土木構造物のコンクリートのスランプ値を12cmに移行する取り組みが本格的に動き出す。国土交通省は7月1日以降に入札公告される案件について、特記仕様書にスランプ12cmを標準値として明記するよう、各地方整備局、北海道開発局、沖縄総合事務局へ通知した。また受注者からスランプ値の変更を求められた場合、さらにスランプ値を引き上げることもできる。生コン業界では、スランプ値の上限要求が解消されると期待感が広がっている。

スランプ8cmは最も経済的であったことから、土木構造物の発注業務において金科玉条のように扱われてきた。ただ、耐震性の強化に伴う鉄筋の過密化、施工条件の変化などで、生コンの充填不足が懸念されるようになってきた。施工者からはその対応として、生コン工場にスランプ8cmの上限となる「10・5cm」での出荷を要求するケースが絶えなかった。こうした実態を勘案し、2007年の土木学会「施工性能にもとづくコンクリートの配合設計・施工指針(案)」では、「発注時に指定するスランプはポンプ筒先時点でのスランプから逆算して決める」との考え方が示された。発注者には安易に「スランプ8cm」を採用しないよう促したが、コストアップを伴うことなどから、発注者が「スランプ8cm」の仕様を変更することはなく、その後も生コン工場への上限要求は続いていた。

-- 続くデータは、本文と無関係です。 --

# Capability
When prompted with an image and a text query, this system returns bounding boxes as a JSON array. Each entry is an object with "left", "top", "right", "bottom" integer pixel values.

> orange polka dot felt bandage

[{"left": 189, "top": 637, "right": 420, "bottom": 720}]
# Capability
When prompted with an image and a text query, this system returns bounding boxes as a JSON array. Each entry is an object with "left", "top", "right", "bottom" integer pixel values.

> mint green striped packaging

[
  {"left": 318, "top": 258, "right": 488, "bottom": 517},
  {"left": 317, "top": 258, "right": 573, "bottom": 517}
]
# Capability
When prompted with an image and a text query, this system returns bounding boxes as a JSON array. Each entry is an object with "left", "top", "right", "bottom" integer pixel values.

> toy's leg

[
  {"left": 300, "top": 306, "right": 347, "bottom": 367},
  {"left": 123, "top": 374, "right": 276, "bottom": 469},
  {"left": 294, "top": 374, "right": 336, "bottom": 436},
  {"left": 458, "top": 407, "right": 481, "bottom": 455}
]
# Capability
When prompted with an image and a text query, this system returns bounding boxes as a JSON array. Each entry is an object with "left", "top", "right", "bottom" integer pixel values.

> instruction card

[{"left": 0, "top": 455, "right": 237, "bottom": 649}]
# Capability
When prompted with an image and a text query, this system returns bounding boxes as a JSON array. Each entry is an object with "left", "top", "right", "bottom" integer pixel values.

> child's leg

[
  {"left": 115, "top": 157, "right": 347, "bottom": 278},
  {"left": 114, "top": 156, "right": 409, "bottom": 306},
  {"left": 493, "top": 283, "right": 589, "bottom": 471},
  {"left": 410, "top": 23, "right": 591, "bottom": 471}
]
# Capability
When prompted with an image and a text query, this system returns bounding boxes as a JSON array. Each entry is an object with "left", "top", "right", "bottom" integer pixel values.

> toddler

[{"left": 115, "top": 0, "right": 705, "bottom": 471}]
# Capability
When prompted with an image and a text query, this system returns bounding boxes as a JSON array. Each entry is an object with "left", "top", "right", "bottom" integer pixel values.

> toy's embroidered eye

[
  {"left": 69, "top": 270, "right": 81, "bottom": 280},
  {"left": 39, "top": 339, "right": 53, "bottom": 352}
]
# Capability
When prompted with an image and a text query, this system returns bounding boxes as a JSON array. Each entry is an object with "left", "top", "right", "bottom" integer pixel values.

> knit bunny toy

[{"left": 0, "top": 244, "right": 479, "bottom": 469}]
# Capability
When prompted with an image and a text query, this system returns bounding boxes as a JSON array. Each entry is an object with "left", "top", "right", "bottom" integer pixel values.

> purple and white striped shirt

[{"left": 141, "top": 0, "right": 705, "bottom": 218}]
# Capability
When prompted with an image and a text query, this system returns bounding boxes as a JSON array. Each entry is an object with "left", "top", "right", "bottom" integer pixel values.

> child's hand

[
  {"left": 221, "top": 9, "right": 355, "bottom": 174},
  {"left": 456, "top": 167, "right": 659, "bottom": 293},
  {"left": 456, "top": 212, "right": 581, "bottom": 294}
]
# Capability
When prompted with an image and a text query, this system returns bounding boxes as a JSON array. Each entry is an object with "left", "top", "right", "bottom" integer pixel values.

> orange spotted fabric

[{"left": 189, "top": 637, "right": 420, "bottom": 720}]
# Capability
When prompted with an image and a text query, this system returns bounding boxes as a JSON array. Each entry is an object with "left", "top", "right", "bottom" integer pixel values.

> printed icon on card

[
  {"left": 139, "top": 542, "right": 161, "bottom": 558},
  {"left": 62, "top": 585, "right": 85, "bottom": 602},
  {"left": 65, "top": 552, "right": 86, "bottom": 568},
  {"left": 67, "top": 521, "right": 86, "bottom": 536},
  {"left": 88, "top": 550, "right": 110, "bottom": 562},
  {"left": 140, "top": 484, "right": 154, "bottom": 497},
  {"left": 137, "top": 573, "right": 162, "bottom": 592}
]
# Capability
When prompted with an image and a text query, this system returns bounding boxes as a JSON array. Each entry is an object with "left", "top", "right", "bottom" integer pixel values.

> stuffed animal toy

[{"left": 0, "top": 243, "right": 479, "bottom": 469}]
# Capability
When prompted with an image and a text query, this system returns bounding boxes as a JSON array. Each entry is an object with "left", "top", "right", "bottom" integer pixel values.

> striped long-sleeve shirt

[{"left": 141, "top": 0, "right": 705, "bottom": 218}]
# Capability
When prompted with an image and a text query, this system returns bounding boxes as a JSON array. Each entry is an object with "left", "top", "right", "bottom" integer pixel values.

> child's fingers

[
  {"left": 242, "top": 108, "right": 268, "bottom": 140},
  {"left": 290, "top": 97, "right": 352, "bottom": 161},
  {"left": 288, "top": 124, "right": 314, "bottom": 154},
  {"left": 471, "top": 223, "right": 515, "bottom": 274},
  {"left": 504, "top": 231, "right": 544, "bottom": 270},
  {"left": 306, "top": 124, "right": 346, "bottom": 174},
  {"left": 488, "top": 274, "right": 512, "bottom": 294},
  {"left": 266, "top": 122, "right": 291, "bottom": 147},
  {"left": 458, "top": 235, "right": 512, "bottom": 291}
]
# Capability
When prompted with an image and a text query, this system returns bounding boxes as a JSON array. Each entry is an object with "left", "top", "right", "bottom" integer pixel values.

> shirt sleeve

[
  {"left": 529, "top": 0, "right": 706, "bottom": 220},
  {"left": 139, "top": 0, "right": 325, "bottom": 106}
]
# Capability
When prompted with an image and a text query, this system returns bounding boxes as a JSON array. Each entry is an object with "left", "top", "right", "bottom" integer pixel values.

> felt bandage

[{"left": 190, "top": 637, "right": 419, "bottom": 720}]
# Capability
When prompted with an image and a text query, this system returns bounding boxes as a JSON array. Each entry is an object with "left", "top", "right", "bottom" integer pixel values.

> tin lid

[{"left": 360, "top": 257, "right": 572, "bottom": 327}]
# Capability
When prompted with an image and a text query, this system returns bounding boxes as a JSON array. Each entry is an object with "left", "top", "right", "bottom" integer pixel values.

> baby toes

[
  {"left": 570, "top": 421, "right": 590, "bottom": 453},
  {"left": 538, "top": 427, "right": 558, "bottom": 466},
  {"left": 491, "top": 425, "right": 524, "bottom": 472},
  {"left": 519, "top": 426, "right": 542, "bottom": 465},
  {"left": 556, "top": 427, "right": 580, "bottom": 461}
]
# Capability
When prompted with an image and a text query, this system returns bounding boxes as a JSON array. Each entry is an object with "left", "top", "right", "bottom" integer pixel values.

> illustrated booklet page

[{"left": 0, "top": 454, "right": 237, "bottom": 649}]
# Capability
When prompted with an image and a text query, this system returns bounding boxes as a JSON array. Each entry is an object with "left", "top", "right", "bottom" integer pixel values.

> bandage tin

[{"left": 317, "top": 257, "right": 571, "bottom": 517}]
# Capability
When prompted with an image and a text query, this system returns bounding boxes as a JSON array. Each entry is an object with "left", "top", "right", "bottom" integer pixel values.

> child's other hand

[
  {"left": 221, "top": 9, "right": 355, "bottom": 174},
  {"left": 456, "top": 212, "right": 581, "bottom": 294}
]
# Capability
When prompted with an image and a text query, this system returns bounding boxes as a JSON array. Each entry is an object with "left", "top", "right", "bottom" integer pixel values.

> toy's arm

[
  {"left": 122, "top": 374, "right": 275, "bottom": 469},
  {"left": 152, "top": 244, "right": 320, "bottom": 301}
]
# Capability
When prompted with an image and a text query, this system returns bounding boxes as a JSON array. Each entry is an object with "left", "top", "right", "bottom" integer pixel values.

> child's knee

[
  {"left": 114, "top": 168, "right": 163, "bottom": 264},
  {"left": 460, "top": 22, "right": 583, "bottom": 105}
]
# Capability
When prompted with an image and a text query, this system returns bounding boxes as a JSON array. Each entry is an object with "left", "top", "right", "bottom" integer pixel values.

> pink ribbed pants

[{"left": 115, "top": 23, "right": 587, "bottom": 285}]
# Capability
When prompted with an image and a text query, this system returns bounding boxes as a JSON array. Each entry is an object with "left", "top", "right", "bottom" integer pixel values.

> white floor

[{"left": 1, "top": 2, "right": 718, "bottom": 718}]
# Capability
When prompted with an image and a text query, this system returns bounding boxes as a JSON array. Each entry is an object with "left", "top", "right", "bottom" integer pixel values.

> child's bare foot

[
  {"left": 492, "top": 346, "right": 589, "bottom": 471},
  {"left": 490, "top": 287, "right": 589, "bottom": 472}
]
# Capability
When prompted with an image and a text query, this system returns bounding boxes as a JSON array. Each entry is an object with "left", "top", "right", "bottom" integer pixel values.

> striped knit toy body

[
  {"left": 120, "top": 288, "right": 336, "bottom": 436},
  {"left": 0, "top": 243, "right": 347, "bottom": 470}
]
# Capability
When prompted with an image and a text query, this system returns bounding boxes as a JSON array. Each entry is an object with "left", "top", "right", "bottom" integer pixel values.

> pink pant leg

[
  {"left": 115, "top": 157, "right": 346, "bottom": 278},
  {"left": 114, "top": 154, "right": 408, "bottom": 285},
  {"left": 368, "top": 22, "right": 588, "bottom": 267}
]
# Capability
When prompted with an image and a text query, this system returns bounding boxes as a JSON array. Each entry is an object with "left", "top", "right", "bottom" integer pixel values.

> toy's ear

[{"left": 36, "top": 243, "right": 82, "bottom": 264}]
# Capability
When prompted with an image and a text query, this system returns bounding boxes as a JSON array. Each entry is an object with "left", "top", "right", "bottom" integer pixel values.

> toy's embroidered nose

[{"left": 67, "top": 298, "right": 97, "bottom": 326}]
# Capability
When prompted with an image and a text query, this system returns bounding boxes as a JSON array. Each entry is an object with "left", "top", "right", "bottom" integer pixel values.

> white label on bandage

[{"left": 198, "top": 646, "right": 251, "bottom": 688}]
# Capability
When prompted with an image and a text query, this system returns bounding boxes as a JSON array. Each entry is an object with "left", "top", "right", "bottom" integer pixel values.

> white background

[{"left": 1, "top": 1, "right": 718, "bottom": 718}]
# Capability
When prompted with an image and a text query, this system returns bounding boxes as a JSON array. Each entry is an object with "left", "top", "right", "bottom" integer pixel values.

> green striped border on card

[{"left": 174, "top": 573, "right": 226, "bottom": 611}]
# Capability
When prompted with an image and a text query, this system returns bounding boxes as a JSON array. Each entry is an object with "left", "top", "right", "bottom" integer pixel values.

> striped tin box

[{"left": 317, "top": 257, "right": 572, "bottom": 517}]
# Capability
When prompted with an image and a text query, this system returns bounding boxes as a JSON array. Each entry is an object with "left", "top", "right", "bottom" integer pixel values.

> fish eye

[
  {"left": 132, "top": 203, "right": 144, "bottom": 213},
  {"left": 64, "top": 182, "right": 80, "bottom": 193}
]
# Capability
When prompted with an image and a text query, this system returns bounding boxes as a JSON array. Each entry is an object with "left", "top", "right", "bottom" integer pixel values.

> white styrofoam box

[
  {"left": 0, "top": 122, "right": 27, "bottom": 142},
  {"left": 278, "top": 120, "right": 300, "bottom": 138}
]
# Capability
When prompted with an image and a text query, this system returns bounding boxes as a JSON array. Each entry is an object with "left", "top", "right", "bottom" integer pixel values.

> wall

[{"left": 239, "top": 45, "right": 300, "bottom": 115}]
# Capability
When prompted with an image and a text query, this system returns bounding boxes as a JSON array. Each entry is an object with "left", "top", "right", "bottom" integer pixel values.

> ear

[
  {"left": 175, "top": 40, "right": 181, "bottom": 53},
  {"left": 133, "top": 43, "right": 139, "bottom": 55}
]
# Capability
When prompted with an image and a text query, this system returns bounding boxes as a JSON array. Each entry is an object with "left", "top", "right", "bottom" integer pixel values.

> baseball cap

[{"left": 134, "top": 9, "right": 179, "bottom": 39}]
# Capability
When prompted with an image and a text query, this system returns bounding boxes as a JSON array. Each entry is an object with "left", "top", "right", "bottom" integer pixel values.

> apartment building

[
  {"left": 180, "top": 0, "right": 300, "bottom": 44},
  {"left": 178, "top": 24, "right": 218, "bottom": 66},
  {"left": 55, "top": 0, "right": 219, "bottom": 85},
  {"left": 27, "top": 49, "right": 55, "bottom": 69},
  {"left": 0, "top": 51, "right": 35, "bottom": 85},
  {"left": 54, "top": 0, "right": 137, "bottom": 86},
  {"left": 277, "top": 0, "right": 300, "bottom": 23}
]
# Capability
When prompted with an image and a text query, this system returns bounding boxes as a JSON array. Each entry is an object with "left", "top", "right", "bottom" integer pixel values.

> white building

大きな転機となったのは、国交省が昨年から始動したi―Construction(アイコンストラクション)だ。コンクリート工事の生産性向上がトップランナー施策の一つに掲げられ、同省は「コンクリート生産性向上協議会」(前川宏一会長=東京大学教授)を設置。昨年9月の会合では、スランプ値を参考値扱いとし、12cmを標準とする考え方が示された。これを受け、3月末に協議会傘下の「流動性を高めたコンクリートの普及検討委員会」(橋本親典委員長=徳島大学教授)がスランプ12cmを標準とするガイドラインを取りまとめた。

スランプ値の変更に伴う生コンの単価上昇分は、積算価格に基づいて算出し、国が負担する。同省技術調査課では「単価上昇幅は100~200円のため、全体の工事額に占める割合は低い」とみている。

7月以降の運用状況を確認したうえで、将来的には都道府県などの地方自治体にもスランプ値の考え方を変更するよう通知を行うか検討する。また、同省の土木工事共通仕様書には19年4月に予定している改正で反映させる予定だ。